|I'm skeptical of skeptics|
In the August, 2006 issue of Scientific American magazine page 34 Michael Shermer’s “Skeptic” column is devoted to the topic of “Folk Science”, which seems to mean any beliefs not based on scientific experiments.
One example of folk science is prayer. Shermer cites a study published in the April, 2006 American Heart Journal. In this study, about 1,000 heart surgery patients were prayed for by members of several religious congregations and were found to have no better outcome than other heart surgery patients. According to Shermer this proves conclusively that prayer for sick people does not help them.
The weakness of this conclusion is appalling.
Obviously, prayer involves communicating with an intelligent being who has free will. Therefore the person offering the prayer, the manner of its offering, the subject of the prayer and other circumstances may be crucial. It is not as simple a process as administering a drug to heart surgery patients. Prayer is not a medication; it involves creating a relationship.
To give an analogy, let’s say I want to do an experiment to discover whether or not writing letters to the President of the United States has any affect. One thousand people will write to the President asking that their federal income tax be lowered. Then we will check to see if their taxes drop compared to other people or not.

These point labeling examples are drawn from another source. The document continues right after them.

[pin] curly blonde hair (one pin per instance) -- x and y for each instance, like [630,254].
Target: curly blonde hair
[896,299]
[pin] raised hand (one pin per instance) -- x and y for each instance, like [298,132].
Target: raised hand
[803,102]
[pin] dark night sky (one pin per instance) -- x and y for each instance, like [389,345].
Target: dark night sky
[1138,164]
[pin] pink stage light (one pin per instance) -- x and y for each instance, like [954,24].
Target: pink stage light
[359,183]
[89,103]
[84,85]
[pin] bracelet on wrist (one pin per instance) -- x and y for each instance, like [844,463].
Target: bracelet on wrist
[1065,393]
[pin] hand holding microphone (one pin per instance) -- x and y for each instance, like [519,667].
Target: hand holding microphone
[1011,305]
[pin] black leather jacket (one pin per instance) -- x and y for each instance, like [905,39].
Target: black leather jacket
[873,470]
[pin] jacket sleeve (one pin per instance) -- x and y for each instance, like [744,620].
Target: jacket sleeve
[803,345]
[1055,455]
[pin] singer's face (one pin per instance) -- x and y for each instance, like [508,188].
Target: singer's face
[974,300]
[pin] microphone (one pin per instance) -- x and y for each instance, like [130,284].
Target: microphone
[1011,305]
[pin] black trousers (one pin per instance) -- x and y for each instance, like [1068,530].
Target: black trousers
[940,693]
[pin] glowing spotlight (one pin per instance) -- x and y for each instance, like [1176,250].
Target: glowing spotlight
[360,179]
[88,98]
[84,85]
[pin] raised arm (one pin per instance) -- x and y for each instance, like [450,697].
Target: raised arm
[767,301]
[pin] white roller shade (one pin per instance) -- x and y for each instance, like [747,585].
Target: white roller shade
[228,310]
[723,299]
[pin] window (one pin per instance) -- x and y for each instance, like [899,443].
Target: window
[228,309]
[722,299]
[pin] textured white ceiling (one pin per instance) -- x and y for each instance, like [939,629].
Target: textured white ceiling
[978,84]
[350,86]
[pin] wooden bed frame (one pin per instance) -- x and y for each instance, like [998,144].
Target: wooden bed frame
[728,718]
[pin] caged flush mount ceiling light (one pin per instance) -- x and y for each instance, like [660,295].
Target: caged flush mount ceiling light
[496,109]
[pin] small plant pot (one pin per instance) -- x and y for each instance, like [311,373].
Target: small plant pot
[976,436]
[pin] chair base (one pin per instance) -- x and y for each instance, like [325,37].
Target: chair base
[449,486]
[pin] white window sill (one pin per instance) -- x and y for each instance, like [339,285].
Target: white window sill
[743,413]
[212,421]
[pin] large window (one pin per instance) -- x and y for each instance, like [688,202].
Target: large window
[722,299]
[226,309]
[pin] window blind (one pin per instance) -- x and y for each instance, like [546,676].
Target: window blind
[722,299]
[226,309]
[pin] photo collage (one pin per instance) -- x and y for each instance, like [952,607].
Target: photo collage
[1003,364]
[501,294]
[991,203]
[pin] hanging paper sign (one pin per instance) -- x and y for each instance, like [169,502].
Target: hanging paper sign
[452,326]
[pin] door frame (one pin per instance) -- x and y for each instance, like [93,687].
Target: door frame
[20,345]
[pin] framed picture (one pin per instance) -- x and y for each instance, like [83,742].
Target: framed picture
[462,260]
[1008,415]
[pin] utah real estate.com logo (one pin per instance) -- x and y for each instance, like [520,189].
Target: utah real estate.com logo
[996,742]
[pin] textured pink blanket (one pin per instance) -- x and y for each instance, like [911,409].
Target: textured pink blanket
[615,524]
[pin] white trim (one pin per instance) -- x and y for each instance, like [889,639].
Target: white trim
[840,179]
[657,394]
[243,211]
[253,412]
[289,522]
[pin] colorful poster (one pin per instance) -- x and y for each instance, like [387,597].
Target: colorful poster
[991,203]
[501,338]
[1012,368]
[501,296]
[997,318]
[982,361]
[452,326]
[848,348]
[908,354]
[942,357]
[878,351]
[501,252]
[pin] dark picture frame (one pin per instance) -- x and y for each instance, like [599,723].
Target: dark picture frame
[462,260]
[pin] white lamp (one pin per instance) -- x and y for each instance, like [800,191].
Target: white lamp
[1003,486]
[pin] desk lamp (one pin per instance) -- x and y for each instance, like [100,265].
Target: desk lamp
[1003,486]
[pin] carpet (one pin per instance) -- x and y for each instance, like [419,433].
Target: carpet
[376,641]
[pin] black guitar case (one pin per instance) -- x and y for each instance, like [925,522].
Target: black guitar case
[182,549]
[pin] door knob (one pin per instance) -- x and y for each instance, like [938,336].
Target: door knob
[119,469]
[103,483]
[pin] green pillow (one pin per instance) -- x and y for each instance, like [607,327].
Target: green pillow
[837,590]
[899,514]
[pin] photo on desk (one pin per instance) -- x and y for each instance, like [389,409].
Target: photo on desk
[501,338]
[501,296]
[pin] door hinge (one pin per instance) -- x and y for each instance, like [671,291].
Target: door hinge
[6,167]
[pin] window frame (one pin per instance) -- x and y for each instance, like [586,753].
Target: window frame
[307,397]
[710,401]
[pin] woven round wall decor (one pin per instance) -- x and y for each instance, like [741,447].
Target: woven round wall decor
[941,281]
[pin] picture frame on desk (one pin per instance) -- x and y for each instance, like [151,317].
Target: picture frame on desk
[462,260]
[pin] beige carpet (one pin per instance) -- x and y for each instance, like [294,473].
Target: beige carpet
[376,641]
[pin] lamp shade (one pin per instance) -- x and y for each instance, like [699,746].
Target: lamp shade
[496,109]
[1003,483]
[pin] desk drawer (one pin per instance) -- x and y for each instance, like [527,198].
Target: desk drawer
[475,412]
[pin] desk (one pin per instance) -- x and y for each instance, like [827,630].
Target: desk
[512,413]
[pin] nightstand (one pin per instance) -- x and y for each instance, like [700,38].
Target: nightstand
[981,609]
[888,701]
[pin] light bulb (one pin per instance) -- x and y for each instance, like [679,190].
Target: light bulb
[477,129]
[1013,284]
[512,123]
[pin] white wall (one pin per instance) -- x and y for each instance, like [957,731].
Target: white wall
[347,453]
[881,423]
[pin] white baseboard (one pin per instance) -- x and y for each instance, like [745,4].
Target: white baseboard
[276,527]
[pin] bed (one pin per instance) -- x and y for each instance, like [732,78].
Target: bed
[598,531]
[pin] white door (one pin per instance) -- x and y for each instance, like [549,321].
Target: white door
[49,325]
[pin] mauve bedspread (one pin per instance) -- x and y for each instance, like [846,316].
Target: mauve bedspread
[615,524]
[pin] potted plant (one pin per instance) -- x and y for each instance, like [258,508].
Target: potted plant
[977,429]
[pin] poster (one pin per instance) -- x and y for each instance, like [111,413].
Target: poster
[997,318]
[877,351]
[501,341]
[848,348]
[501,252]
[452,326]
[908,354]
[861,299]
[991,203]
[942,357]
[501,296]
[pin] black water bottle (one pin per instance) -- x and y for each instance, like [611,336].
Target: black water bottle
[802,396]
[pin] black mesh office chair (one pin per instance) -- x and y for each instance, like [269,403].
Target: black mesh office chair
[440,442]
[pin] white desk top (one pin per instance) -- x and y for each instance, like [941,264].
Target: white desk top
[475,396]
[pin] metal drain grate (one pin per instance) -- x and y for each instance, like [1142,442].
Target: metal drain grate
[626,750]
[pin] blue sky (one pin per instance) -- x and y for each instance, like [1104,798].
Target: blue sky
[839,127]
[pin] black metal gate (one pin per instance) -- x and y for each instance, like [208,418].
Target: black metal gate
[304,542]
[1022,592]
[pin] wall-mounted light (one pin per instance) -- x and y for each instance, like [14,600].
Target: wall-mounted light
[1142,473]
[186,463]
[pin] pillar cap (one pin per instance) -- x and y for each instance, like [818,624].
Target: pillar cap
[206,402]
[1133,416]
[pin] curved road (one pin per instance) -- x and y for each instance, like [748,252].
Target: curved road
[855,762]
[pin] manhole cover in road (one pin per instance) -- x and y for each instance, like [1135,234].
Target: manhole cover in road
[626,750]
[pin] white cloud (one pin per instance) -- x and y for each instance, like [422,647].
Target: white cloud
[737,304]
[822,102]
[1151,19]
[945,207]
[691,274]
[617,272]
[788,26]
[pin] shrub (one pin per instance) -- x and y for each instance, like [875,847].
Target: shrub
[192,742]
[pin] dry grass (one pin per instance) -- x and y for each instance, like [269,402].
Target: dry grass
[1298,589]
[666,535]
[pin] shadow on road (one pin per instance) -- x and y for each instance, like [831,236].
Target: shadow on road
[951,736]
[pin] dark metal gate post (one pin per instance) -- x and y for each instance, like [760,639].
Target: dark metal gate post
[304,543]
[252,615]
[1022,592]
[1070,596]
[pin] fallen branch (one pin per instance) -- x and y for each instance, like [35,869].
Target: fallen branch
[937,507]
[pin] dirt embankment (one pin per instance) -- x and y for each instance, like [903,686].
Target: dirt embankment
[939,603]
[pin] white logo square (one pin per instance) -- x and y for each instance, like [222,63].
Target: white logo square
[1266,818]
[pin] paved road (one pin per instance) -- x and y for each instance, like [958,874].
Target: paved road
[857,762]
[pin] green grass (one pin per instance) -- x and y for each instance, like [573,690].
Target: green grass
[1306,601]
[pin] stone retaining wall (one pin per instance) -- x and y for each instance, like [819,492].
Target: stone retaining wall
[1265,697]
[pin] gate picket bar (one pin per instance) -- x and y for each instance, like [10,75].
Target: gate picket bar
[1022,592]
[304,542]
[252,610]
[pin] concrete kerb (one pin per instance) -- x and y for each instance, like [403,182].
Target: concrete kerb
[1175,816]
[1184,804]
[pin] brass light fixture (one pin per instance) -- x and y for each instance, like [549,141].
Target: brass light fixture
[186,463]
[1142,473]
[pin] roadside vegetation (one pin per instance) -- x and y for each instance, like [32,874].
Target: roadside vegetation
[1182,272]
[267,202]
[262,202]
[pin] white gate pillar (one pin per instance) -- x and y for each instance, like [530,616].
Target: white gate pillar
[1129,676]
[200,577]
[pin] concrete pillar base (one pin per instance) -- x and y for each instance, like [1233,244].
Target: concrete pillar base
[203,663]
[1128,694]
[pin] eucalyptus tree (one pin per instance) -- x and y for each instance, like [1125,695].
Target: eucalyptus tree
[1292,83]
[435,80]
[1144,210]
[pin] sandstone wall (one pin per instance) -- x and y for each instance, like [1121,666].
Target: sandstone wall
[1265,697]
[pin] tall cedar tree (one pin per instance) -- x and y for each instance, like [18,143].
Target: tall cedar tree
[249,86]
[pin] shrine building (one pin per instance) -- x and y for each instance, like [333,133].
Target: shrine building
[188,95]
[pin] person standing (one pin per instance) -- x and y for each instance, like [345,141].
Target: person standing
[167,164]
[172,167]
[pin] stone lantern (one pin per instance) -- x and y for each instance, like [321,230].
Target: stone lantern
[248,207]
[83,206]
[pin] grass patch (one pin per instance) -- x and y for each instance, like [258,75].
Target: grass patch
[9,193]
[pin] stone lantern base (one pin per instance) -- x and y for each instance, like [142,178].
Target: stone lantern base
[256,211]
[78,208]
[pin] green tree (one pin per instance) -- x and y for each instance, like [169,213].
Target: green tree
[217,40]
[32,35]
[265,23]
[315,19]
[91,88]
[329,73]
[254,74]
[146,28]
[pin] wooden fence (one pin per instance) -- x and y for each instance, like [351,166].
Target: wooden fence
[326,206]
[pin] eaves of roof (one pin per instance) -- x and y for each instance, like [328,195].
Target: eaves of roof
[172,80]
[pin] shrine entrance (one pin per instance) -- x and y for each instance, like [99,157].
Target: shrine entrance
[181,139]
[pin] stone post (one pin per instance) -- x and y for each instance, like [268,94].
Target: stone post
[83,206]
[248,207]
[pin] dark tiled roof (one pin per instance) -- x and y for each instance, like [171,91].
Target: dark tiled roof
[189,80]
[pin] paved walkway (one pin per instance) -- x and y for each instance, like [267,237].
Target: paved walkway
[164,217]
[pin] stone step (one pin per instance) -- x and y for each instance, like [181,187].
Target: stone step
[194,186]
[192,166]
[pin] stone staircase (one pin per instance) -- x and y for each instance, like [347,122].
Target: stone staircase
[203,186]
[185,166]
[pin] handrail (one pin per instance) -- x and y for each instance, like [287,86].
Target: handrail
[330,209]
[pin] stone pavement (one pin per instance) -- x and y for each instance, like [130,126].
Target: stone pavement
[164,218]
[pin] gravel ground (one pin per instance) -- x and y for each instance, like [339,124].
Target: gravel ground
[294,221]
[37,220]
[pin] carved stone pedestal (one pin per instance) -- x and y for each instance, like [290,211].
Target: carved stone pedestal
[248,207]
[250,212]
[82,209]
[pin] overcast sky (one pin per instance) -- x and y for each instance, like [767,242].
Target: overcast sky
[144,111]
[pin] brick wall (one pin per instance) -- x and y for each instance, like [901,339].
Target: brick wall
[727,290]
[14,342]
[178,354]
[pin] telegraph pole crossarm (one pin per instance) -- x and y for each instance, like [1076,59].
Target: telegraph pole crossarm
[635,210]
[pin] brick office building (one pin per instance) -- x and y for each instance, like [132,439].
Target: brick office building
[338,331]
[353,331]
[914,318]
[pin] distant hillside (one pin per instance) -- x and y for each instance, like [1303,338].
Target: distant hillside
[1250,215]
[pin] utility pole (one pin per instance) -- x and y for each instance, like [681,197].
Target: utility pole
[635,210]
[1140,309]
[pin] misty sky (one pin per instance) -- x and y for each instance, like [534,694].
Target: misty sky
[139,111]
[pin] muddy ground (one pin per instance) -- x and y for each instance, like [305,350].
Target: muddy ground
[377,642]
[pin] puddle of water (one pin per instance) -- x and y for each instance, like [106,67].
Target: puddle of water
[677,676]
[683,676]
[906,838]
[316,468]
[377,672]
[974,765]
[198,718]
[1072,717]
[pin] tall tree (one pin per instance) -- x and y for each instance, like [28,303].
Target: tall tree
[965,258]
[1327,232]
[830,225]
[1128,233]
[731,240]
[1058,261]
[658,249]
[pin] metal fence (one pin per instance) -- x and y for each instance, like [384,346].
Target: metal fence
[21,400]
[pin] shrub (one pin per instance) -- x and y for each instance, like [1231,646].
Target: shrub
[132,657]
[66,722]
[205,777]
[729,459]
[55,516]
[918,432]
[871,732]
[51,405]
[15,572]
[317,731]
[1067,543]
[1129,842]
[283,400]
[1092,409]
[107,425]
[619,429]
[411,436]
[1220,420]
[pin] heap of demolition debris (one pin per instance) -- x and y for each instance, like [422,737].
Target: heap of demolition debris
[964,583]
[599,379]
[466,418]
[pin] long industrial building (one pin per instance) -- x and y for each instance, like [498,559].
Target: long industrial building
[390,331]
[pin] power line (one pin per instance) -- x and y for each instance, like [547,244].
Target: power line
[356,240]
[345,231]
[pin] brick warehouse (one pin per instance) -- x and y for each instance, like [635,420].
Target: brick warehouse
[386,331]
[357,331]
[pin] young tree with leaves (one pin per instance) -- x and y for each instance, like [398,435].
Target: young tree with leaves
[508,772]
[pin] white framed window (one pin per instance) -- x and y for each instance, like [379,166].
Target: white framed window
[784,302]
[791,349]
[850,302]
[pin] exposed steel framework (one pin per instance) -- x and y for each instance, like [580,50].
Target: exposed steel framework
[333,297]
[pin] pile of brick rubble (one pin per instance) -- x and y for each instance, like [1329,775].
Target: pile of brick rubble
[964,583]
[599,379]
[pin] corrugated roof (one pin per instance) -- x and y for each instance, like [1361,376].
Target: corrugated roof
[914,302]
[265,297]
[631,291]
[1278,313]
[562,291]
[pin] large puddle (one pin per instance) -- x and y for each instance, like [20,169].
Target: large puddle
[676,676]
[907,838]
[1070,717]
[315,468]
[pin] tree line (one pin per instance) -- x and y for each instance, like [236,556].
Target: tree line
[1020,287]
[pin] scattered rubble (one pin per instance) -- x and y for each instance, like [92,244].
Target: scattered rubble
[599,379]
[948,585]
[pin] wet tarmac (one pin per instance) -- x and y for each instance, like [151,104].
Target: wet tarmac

If not, then we can conclude scientifically that the President either does not exist or he never reads his mail.
An experiment like that is obviously absurd junk science which no one would take seriously. Therefore one wonders why Dr. Shermer finds the AHJ study to be so compelling and in fact why the editors of Scientific American magazine even published his column. Could there be a need in scientific community to grasp at any straw which seems to disprove monotheism, thereby discrediting the clergy and increasing their own prestige?